To target that button in a view in particular we need to use a more precise selector as the UIView containing the UIButton is itself inside the main UIView for the Storyboard:

UIView > UIView > UIButton {
    background-color #ff0000
}

One Red Button

The caret symbol in this case matches elements that are direct descendants, not all matching descendants.

Style Class

There are times when you might need more precision in selecting interface elements or when figuring out how to target an element is too confusing, in these cases we can give elements special Classy ‘class’.

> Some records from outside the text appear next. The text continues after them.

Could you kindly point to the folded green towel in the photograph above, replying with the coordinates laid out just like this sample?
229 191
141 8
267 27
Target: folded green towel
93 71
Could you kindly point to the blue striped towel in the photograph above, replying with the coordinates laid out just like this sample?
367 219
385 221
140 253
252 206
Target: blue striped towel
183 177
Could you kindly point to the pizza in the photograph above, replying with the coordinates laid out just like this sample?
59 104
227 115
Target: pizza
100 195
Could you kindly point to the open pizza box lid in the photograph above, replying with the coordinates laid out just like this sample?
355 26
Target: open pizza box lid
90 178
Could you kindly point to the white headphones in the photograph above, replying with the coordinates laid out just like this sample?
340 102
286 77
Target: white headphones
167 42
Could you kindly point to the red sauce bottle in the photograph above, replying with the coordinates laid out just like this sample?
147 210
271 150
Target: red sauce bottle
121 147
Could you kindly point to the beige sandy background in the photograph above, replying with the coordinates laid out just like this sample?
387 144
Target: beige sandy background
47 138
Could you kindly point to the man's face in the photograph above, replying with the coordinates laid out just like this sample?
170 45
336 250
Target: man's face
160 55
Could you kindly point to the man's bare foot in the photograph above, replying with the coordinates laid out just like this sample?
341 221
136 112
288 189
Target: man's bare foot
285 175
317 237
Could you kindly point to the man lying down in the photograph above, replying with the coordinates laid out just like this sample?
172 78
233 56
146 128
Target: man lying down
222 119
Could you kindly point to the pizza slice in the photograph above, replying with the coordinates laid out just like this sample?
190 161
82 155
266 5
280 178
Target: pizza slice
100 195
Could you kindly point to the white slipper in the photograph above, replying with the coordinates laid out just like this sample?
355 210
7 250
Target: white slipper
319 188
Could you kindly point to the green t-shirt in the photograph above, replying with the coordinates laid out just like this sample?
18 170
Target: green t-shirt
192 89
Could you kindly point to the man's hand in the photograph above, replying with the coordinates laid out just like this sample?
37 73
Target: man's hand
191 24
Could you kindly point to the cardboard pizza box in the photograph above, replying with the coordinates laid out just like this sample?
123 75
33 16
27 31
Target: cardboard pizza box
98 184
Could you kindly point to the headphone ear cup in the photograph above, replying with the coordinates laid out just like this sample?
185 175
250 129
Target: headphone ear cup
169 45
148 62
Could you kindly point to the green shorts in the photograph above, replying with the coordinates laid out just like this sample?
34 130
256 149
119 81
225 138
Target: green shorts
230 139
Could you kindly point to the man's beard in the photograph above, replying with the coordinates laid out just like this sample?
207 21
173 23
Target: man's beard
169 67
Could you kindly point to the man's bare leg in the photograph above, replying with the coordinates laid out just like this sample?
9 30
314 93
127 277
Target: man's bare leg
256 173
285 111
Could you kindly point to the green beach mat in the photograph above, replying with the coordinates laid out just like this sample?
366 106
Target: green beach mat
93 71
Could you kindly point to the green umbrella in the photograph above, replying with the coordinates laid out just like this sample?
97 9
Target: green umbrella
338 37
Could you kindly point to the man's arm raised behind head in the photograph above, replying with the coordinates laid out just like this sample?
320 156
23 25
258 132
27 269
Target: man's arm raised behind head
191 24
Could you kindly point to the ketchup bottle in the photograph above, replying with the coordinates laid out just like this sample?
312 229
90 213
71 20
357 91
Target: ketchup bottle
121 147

Add this property in Interface Builder, where value is equal to the name of the class:

Custom Class in Interface Builder

And it can now be referenced in your Classy Stylesheet:

UIButton.redButton {
    background-color #ff0000
}

Style Grouping

This works the same as with CSS, so to give the same style to both our buttons and add an extra style to just one button:

UIView > UIView > UIButton,
UIButton.redButton {
    background-color #ff0000
}

UIButton.redButton {
    title-color #ff0000
}

So much red

Nesting

Classy supports Less or Sass style nesting for generalizing style declarations, for example:

> UIView {

    background-color #00ff00

    > UIView {
        background-color #ff0000

        UIButton {
            title-color #ffff00
        }
    }
}

Creates the following:

Red and Green

Properties

All the Properties and methods available within standard UIAppearance (plus some others) are supported by Classy and use the same naming conventions. So revisiting our earlier example, changing the background color of a button would typically be:

@property(nonatomic,copy) UIColor *backgroundColor;

So far we have been using kebab case properties in our examples, which is more CSS-like, but you can use the Objective-C propety name directly:

UIButton {
    backgroundColor #0000ff
}

Arguments

There are times when UIAppearance expects parameters, for example setting a background image for a UIToolBar:

- (void)setBackgroundImage:(UIImage *)backgroundImage
        forToolbarPosition:(UIBarPosition)topOrBottom
        barMetrics:(UIBarMetrics)barMetrics;

- (void)setShadowImage:(UIImage *)shadowImage
        forToolbarPosition:(UIBarPosition)topOrBottom;

With Classy these are set with enum style argument pairs, so the above example becomes:

UIToolBar {
  background-image[barMetrics:landscape-phone, toolbarPosition:top] imageFile
  shadow-image[barMetrics:landscape-phone, toolbarPosition:bottom] imageFile
}

Variables and Equations

The last Classy feature I will cover is that of variables to reduce repetition and centralize properties, much like in a CSS pre-processor. So our previous:

> UIView {

    background-color #00ff00

    > UIView {
        background-color #ff0000

        UIButton {
            title-color #ffff00
        }
    }
}

Could instead become:

$example-color = #00ff00

> UIView {

    background-color $example-color

    > UIView {
        background-color $example-color

        UIButton {
            title-color $example-color
        }
    }
}

Classy also allows the use of equations for calculating numerical properties based on more than one value, perfect for styling based on screen sizes or incremental changes.

Nesting

Many interface elements in iOS are nested objects with their own properties and Classy does a great job of making logical segmenting the styling of these. For example:

UIButton {
  title-text-attributes: @{
    foreground-color: #00ff00
  }
}

Like What you See? Get Involved

The creators of Classy have done an excellent job of bringing the best of CSS (and related frameworks) into the iOS world and vice versa, and I have only touched upon the features, potential and flexibility of the project. For app developers with a strong design aesthetic and team, it’s a great way of consolidating design and style assets and making a design team feel more part of the actual app development cycle, when typically they are left out after handing over some interface prototypes.

The sad news is that Classy is actively looking for new project maintainers, so if you like what you see and wish the project a long term future, then I recommend you answer the call and get involved.

I’d love to hear your comments and experiences on using Classy.